In reifen Märkten läuft der Wettbewerb in vielen Branchen über die rasche Umsetzung von neuen strategischen Initiativen ab. Der Faktor Zeit ist ein Parameter, der sehr stark von der Art der Führung und dem Verhalten der Mitarbeiter beeinflusst wird – beides Ergebnisgrößen, die mit den direkten Interventionen (z. B. Coaching von Schlüsselpositionsinhabern) oder der Einrichtung von verhaltensbeeinflussenden Systemen als indirekte Maßnahme (z. B. Lernen vom Kunden als Bonuskriterium) einer PE-Abteilung zu tun haben. (STIEFEL 2019)

Man muss sich die Situation in vielen Firmen konkret vor Augen führen:

• Eine PE-Funktion könnte wertvolle Projekte für die GF übernehmen, ohne dass jedoch der Auftrag dafür explizit vergeben wird. Diesen Auftrag muss man sich holen, muss Mut haben, Neuland zu betreten, die Bereitschaft für ein allfälliges Scheitern aufbringen – insgesamt einen neuen Auftritt als PE-ler wagen, bei dem ein nachvollziehbarer Nutzen für die GF entsteht.

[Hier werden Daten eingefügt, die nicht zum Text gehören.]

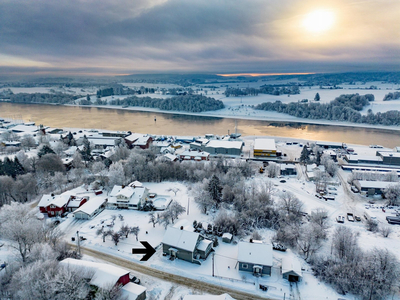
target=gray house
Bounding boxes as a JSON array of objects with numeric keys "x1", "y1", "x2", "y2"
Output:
[
  {"x1": 162, "y1": 227, "x2": 212, "y2": 265},
  {"x1": 238, "y1": 242, "x2": 272, "y2": 276}
]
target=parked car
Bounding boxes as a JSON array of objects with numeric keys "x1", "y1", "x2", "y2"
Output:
[
  {"x1": 272, "y1": 243, "x2": 287, "y2": 252},
  {"x1": 336, "y1": 215, "x2": 344, "y2": 223},
  {"x1": 347, "y1": 213, "x2": 354, "y2": 222}
]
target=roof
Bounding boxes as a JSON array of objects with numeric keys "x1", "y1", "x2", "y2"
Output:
[
  {"x1": 254, "y1": 139, "x2": 276, "y2": 150},
  {"x1": 162, "y1": 227, "x2": 200, "y2": 252},
  {"x1": 183, "y1": 294, "x2": 235, "y2": 300},
  {"x1": 121, "y1": 282, "x2": 146, "y2": 300},
  {"x1": 358, "y1": 180, "x2": 390, "y2": 189},
  {"x1": 205, "y1": 140, "x2": 243, "y2": 149},
  {"x1": 74, "y1": 197, "x2": 106, "y2": 216},
  {"x1": 60, "y1": 258, "x2": 129, "y2": 288},
  {"x1": 282, "y1": 256, "x2": 302, "y2": 277},
  {"x1": 238, "y1": 242, "x2": 272, "y2": 266},
  {"x1": 197, "y1": 239, "x2": 212, "y2": 252}
]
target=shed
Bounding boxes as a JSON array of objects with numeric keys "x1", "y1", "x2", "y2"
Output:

• Auf der anderen Seite hat man kostengünstige Berufsanfänger oder anderweitig »preiswertes« Personal in die PE-Abteilung bekommen, das nicht auffallen möchte, Anweisungen braucht, im wahrsten Sinne des Worts »überleben« will, weil man keine beruflichen Alternativen hat. Dazu kommt, dass es nicht mehr allzu viele PE-ler gibt, die mit der »Persönlichkeit« und der Kompetenz ausgestattet sind, um ein Gespräch mit einem GF-Vertreter »auf Augenhöhe« führen zu können, das die Bedingungen für eine andere strategieumsetzende PE-Arbeit einfordert. Und dies vor dem Hintergrund, dass der Ressortverantwortliche auf der GF-Etage – in Großunternehmen der P-Vorstand – oft eine nach oben gespülte personaljuristisch geprägte »Flasche« ist oder eine gewerkschaftlich geprägte »Mitbestimmungslösung« verkörpert, womit völlig andere Interessen als die der strategieumsetzenden Positionierung der HR- und PE-Arbeit verfolgt werden.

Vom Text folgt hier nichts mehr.